A beating severe enough to leave marks is sufficient proof of a compensable injury. Wheatley, 863 F.2d at 866-67. Although the jury may have properly discounted some of his alleged physical and emotional injuries because the medical opinions and testimony were based in part on Atkins's subjective symptoms, the jury's rejection of Atkins's undisputed injuries and of the pain and suffering from the beating itself is unsupportable.
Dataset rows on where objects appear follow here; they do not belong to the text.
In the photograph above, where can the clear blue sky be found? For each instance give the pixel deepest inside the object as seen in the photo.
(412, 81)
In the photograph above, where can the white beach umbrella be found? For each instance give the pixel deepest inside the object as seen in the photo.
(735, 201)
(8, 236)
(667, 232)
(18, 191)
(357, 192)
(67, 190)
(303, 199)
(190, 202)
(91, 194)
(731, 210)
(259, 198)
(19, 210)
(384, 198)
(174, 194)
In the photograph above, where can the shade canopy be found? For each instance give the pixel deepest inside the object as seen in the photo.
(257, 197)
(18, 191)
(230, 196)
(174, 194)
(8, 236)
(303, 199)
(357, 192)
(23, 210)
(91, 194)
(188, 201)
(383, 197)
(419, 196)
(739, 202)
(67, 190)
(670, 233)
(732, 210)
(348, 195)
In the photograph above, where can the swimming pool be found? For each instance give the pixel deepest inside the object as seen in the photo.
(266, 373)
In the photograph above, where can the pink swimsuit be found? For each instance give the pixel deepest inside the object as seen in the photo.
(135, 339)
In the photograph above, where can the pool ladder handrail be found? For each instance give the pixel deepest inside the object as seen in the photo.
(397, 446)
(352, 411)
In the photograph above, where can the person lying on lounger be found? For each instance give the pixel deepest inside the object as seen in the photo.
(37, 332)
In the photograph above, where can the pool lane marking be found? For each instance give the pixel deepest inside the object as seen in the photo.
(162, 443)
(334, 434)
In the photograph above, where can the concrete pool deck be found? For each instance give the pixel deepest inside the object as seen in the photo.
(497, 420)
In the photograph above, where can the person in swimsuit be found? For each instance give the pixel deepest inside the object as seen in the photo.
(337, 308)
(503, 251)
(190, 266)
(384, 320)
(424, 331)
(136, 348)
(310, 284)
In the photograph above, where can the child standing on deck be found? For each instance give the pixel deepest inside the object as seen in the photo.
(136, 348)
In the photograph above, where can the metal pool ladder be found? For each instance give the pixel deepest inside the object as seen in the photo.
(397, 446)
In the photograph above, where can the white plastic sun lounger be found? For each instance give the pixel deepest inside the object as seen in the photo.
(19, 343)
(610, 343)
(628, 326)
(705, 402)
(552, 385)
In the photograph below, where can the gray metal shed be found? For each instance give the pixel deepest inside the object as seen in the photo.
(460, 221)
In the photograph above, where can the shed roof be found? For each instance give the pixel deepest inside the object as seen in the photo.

See id. In view of our disposition of Atkins's excessive force claim, we need not address Atkins's additional claim that he is entitled to compensatory damages as a matter of law for his false arrest and imprisonment claims.
3. New Trial
Finally, we address whether to grant a new trial on all issues or a new trial limited to damages. While we may order a new trial on damages only, Gasoline Prod. Co. v. Champlin Ref. Co., 283 U.S. 494, 500, 51 S.Ct. 513, 515, 75 L.Ed. 1188 (1931), we should not do so "`if there is reason to think that the verdict may represent a compromise among jurors with different views on whether defendant was liable or if for some other reason it appears that the error on the damage issue may have affected the determination of liability.'" Diamond D Enter. USA, Inc. v. Steinsvaag, 979 F.2d 14, 17 (2d Cir. 1992) (quoting 11 Charles A. Wright Arthur R. Miller, Federal Practice and Procedure § 2814); cf. Wheatley, 637 F.2d at 867 (new trial on damages only where trial had been bifurcated). We may infer that a verdict is a compromise where damages are awarded in an amount inconsistent with the theory of liability offered at trial together with other indicia such as a close question of liability. See Diamond D Enter. USA, Inc. 979 F.2d at 17; see also Vichare v. Ambac Inc., 106 F.3d 457, 463 (2d Cir. 1996) (citing Ajax Hardware Mfg. Corp. v. Industrial Plants Corp., 569 F.2d 181, 184 (2d Cir. 1977); Maher v. Isthmian S.S. Co., 253 F.2d 414, 416-17 (2d Cir. 1958)).
Although there is in this case no evidence proving that a compromise verdict was returned, for the purpose of determining whether we should order a new trial on all issues, it is sufficient that the issue of liability was close and vigorously contested and that the verdict on damages was inconsistent with the facts adduced at trial.
Accordingly, we VACATE and REMAND for a new trial on all issues.